I have decided to sell my 1984 Team 7-11 Murray by Serotta. This is the all red Team race bike.  

It is the real deal according to the folks at Serotta who ran the serial number and examined photos of it.  There are no records at Serotta determine whose bike it was.  Serotta says it was made in the production run before the Olympics.  They think it may have been one of the back up U.S. Team bikes (presumably because of no rider name on the bike).  However, given the fact of the removal of some of the decals by a prior owner, a name may have been on it at one time.  

There are some smaller format photos currently on my Wool Jersey site at  http://www.wooljersey.com/gallery/v/Walter/1/  Within the next few days I will have larger format photos, that will enlarge still further, up on the same site.

This bike has serial number 83122 stamped on the Cinelli bottom bracket. The seat tube is 54 c-c and the top tube is 55 c-c. It has Cinelli Criterium bars (65 - 40) and 170 cranks. It is all Super Record, except for Dia Compe brake levers, and has Wolber rims and a Concor saddle (all as original on the team bikes). 

The only negative on the bike is that the stickers on one side are worn (a prior owner tried to retouch them) and some of the others have been removed.  I have recently provided Greg Softley (CycleMondo in Australia) the info needed to clone the original decals/stickers (dimensions and extensive photos).  The paint is original.

This is a real piece of American cycling history. See the March/April 2008 issue of Road Bike Action magazine for more information on the bikes and the 7-11 Team.
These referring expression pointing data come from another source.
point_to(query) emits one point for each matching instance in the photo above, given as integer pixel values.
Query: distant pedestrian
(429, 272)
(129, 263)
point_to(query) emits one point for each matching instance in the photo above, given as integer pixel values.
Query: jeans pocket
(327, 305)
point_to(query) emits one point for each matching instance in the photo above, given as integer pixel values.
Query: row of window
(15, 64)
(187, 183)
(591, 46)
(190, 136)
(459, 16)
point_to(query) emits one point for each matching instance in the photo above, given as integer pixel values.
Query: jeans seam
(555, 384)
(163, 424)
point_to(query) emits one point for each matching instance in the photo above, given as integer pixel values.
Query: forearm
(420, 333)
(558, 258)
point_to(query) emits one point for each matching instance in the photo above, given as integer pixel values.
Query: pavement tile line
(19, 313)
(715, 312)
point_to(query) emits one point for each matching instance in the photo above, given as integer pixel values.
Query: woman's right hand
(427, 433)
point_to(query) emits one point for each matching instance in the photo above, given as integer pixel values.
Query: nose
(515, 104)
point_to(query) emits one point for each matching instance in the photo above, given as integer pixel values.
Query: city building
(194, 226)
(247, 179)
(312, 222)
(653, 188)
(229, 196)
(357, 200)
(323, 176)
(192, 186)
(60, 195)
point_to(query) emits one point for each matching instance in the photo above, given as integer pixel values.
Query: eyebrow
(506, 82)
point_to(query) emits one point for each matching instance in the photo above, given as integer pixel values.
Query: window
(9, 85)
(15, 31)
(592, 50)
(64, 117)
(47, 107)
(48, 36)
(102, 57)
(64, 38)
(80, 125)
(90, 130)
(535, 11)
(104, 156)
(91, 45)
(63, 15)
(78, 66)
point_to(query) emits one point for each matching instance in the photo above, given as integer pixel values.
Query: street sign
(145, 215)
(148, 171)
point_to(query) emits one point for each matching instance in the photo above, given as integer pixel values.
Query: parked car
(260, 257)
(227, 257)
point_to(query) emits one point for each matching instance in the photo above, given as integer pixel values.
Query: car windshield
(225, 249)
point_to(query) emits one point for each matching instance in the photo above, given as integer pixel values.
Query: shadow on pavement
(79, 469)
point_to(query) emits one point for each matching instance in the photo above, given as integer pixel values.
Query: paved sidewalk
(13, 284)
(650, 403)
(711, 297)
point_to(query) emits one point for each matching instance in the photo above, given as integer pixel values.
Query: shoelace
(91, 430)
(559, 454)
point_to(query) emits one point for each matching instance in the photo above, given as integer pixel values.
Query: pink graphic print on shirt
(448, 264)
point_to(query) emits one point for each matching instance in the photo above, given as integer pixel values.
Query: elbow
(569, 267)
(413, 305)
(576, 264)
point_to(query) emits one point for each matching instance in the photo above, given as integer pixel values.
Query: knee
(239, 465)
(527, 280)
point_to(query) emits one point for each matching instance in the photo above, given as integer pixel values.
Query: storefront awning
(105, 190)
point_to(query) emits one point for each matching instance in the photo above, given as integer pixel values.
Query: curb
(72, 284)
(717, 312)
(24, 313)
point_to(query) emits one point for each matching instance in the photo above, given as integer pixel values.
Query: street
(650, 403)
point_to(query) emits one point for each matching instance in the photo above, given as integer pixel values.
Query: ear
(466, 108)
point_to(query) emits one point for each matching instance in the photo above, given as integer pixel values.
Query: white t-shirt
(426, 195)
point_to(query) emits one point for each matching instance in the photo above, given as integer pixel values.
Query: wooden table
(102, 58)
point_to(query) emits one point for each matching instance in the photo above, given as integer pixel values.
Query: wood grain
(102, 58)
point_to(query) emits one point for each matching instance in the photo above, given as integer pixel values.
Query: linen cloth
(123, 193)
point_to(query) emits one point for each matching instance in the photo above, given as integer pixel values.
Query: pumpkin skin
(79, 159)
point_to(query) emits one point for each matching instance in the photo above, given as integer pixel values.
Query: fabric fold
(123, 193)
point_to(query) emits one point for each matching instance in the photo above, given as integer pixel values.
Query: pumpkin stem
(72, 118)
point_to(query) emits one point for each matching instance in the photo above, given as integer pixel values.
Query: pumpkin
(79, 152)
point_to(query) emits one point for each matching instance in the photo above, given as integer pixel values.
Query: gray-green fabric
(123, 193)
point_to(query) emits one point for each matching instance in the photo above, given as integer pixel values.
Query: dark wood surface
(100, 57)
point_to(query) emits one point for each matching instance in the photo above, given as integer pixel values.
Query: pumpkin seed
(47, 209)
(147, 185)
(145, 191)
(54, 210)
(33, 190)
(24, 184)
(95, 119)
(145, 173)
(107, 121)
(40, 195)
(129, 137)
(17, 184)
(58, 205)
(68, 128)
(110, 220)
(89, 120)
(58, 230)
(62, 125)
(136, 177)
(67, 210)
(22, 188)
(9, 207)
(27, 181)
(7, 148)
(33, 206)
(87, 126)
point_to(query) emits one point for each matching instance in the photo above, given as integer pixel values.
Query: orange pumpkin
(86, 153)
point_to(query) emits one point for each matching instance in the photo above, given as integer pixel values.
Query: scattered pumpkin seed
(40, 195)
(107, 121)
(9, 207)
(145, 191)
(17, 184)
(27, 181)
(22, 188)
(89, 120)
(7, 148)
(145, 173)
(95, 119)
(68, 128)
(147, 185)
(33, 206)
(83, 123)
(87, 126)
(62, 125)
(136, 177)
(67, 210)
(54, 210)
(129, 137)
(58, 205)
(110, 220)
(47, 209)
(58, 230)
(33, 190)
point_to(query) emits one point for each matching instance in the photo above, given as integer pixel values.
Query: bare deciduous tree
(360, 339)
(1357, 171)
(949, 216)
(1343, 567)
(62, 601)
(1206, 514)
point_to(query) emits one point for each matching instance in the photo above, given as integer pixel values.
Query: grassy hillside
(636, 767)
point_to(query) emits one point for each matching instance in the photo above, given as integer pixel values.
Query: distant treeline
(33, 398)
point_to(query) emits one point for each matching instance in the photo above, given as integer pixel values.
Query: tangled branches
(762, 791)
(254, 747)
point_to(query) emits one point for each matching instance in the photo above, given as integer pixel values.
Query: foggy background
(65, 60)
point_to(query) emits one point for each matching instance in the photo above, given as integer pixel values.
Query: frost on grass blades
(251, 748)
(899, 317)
Let me know if you have any questions or interest in the bike.  I have it priced at $1995.  The bike will be professionally packed in a new style, super strong Trek Madone bike box by a local bike shop for shipping. There will be a $40 charge for the packing/handling plus actual shipping charges to your address. I ship FedEx Ground at a preferred (lower) rate. 

Walter
Tucson AZ


----------



## Walter (May 11, 2008)

I now have larger, better resolution photos of the bike, which will enlarge still further, up on my Wool Jersey site at:

http://www.wooljersey.com/gallery/v/Walter/1/


----------



## Walter (May 15, 2008)

The bike is sold...thanks for the interest.


----------